Rispetto al reato integrato dal mancato mantenimento da parte del genitore, non rileva se il minore si trovi o meno privo dei mezzi di sussistenza

Con la sentenza n. 27175/2018 la Corte di Cassazione si è pronunciata su un caso di mancato mantenimento da parte di un padre nei confronti della figlia minore.

L’uomo era stato condannato dal Tribunale a tre mesi di reclusione e 400 euro di multa ai sensi della legge n. 898/1970. L’art. 12 della disposizione, nello specifico, prevede l’applicazione delle pene previste dall’art. 570 c.p. “al coniuge che si sottrae all’obbligo di corresponsione dell’assegno dovuto”.

La decisione era stata confermata anche in appello. Nel ricorrere per cassazione il genitore lamentava, tra l’altro, violazione di legge in relazione all’art. 570 c.p., nonché vizio di motivazione nella sentenza impugnata.

La Corte territoriale, a suo dire, non avrebbe infatti, motivato in merito “all’effettivo stato di bisogno della minore”.

Tale condizione sarebbe stata desunta dal fatto che la madre era stata aiutata nella crescita della bambina dal nonno della stessa, mediante un contributo economico. Pertanto “si sarebbe valorizzato solo un presunto stato di bisogno, in realtà insussistente, attese le agiate condizioni economiche della madre della minore.”

Gli Ermellini, tuttavia, hanno ritenuto infondate le argomentazioni proposte, respingendo il ricorso in relazione a tale motivo di impugnazione.

Con riferimento alla violazione di legge la Cassazione ha sancito l’applicabilità dell’art. 570 bis c.p., introdotto dal dlgs n.21/2018, al caso esaminato.

Pur essendo stata introdotta successivamente ai fatti oggetto del giudizio, infatti, la norma si limita a riprodurre le previgenti disposizioni penali in materia ponendosi in continuità con queste ultime e lasciando inalterata la struttura del reato.

Ciò premesso la Suprema Corte ha chiarito che rispetto alla fattispecie di reato contestata, non rileva il tema relativo al se, per effetto dell’inadempimento, la minore si sia trovata priva dei mezzi di sussistenza e, più in generale, se essa versasse in uno stato di bisogno.

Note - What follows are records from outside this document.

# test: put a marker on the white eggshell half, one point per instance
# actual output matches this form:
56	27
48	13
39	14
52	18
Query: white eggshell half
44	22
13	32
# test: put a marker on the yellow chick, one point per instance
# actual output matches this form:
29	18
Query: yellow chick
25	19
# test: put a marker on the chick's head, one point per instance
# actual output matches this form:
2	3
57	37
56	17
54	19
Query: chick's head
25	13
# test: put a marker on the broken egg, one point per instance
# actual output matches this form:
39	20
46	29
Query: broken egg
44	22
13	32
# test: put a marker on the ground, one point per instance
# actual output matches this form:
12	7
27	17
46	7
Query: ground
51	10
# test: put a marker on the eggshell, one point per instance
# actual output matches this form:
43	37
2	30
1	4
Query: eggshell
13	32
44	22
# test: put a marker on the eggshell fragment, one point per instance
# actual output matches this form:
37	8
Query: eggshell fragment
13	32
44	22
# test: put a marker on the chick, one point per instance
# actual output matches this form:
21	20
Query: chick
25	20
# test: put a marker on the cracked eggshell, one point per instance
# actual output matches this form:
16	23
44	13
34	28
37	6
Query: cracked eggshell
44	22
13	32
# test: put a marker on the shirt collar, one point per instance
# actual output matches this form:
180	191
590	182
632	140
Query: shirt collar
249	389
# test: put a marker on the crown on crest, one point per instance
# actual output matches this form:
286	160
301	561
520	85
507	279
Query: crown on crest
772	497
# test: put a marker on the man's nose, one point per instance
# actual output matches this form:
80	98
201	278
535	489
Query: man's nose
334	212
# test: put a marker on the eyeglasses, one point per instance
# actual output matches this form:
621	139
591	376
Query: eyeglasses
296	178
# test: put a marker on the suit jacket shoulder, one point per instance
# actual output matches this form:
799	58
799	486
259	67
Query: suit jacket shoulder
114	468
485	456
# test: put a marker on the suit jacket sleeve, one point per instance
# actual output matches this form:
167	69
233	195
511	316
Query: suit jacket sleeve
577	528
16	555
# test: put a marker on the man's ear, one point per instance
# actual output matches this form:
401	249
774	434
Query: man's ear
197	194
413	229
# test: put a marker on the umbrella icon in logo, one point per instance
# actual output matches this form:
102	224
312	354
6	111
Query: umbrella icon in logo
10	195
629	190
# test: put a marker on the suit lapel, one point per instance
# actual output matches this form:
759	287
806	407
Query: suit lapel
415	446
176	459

I Giudici peraltro non hanno rilevato difetti di congruità o correttezza logica nella sentenza impugnata. La Corte territoriale, attraverso un esame completo e approfondito delle risultanze processuali, era pervenuta alla sostanziale conferma della sentenza di primo grado. Nello specifico, lo stato di bisogno della minore era stato indirettamente confermato dalla necessità di intervenire in suo aiuto da parte del nonno materno. Un’argomentazione che i Giudici del Palazzaccio hanno ritenuto del tutto logica oltre che in linea con i consolidati orientamenti della giurisprudenza di legittimità in materia.